I change the variables to match the document:

  • PROVINCE becomes the province in Italy. In my family tree, the province is usually Benevento, Avellino, Campobasso, or Foggia.
  • YEAR becomes the year of the book in which you can find the document.
  • TYPE can be birth, death, marriage, marriage banns, and a couple of other types. I like to use the Italian words: nati, morti, matrimoni, matrimoni pubblicazione.
  • TOWN is the town in Italy. They store Italian vital records by town.
  • The xx's become the record number on the document, the image number and number of images in the book. For example, document 20, image 12 of 25.
  • URL is the link for the exact document on the Antenati portal. (Sometimes the link goes to FamilySearch.org.)
  • The next piece, https://iiif-antenati.san.beniculturali.it/iiif/2/TARGET/full/full/0/default.jpg, is a fabulous trick. It links to a high-resolution version of any image on Antenati. Every document URL on Antenati ends in a 7-character code—a combination of numbers and letters.

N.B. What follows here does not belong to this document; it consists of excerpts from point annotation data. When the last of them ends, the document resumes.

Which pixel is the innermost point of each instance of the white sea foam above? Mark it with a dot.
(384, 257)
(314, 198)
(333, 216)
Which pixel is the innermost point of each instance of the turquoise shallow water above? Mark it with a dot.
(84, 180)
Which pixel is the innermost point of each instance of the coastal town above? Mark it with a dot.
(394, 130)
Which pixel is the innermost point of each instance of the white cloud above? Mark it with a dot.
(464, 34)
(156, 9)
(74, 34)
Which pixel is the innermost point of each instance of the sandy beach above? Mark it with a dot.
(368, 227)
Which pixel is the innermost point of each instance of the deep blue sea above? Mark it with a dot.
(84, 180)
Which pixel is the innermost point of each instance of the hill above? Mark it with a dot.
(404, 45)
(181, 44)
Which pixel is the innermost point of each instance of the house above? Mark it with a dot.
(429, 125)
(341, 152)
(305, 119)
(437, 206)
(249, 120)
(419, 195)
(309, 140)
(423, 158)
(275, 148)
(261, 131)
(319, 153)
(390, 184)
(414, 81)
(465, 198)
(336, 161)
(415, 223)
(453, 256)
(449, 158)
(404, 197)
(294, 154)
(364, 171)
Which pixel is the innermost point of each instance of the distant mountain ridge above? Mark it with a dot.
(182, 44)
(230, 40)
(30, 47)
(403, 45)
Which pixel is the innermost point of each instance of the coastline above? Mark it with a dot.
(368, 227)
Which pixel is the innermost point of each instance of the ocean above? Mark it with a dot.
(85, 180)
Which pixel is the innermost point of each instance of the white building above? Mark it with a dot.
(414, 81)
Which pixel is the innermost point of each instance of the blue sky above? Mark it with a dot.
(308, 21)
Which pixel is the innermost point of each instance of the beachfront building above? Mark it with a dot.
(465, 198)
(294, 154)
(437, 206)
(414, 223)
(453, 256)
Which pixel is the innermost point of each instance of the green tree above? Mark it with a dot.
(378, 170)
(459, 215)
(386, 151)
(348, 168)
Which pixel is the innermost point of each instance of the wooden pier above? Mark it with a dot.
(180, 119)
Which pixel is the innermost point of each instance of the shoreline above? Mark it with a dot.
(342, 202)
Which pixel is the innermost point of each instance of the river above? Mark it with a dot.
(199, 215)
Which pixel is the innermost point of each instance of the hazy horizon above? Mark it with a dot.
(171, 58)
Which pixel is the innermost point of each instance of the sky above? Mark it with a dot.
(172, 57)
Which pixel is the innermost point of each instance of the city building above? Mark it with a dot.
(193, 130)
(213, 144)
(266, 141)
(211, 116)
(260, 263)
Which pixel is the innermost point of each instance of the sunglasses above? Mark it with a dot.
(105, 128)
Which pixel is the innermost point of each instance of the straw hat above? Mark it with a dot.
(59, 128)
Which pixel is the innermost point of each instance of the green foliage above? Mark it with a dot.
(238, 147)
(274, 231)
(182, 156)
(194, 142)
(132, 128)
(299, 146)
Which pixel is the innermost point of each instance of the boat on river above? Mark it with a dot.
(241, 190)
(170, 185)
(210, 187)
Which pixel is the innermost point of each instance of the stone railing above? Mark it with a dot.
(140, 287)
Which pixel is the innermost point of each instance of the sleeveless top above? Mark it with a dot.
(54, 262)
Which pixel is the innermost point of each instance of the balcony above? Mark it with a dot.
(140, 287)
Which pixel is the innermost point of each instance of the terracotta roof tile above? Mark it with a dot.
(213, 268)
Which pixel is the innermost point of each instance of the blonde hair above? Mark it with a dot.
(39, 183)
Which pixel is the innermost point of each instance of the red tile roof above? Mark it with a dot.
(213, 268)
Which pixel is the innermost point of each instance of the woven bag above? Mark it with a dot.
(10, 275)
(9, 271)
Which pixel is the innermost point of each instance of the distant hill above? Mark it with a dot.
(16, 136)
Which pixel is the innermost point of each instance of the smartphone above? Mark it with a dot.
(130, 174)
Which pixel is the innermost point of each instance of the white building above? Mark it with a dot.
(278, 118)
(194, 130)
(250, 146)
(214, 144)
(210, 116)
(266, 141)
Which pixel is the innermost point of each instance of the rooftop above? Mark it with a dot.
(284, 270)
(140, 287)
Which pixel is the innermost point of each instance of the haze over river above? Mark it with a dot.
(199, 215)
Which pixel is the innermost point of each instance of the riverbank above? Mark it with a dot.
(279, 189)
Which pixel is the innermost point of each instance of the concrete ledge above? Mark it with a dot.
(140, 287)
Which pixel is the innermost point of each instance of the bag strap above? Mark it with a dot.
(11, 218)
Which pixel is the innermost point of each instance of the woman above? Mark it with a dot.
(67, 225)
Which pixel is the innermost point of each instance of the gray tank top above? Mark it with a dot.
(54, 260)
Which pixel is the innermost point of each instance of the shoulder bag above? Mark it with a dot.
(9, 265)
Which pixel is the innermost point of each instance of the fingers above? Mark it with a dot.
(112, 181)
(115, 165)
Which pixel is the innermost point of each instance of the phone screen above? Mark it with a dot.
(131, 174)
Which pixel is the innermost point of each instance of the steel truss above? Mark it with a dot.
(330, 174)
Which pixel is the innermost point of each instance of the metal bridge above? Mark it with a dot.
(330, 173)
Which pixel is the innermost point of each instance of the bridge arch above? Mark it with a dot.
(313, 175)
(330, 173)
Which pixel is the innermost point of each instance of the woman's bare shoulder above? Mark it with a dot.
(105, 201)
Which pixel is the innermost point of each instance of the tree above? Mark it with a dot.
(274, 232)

If you replace the word TARGET in the URL above with that code, you can go to the high-res image and save it.

Here's an example. I edit the template and the source citation for the 1818 marriage of Antonio Maria Teresa becomes:

From the Benevento State Archives, 1818 matrimoni, Baselice, document 20, image 12 of 25 at https://antenati.cultura.gov.it/ark:/12657/an_ua757297/0AR6Jg3; https://iiif-antenati.san.beniculturali.it/iiif/2/0AR6Jg3/full/full/0/default.jpg

Go ahead and click those 2 links. You'll see the book version and high-resolution version of the marriage record.

Because I know each citation takes only a minute or two to complete, I keep pushing. One more family before I take a break from my desk. Another family before I take a sanity break.

Sanity

Some days I finish as many as 110 source citations. But it gets tedious after a few hours. That's when I need to save my sanity while still making progress.

When I start losing motivation, I switch to a parallel task. A parallel task is another goal I'm working on that adds a new name or date to my family tree. That new detail needs a source citation. And while I'm there, I check their immediate family. I make sure they all get their source citations.

One parallel task is finding the birth record of an out-of-towner who married into my family tree. I sort everyone in my family tree by birth date and hunt down those with an incomplete birth date. I've been having great success, so it's a gratifying project.

Another parallel task is adding cousins from a town I haven't explored fully. The other day I brought one ancestor's family forward a few generations. Then I found one of these cousin's granddaughters in my DNA matches. Now I know this cousin came to America. And my brother used to live in his hometown.

This combination of efficiency and sanity are how I tackle even the most tedious tasks. It's been my mental trick since I was a kid. I may follow an unusual pattern, but I get the job done.

Do you have an ambitious family tree project to tackle? How can you chop it up, mix it up, and keep things interesting as you make progress?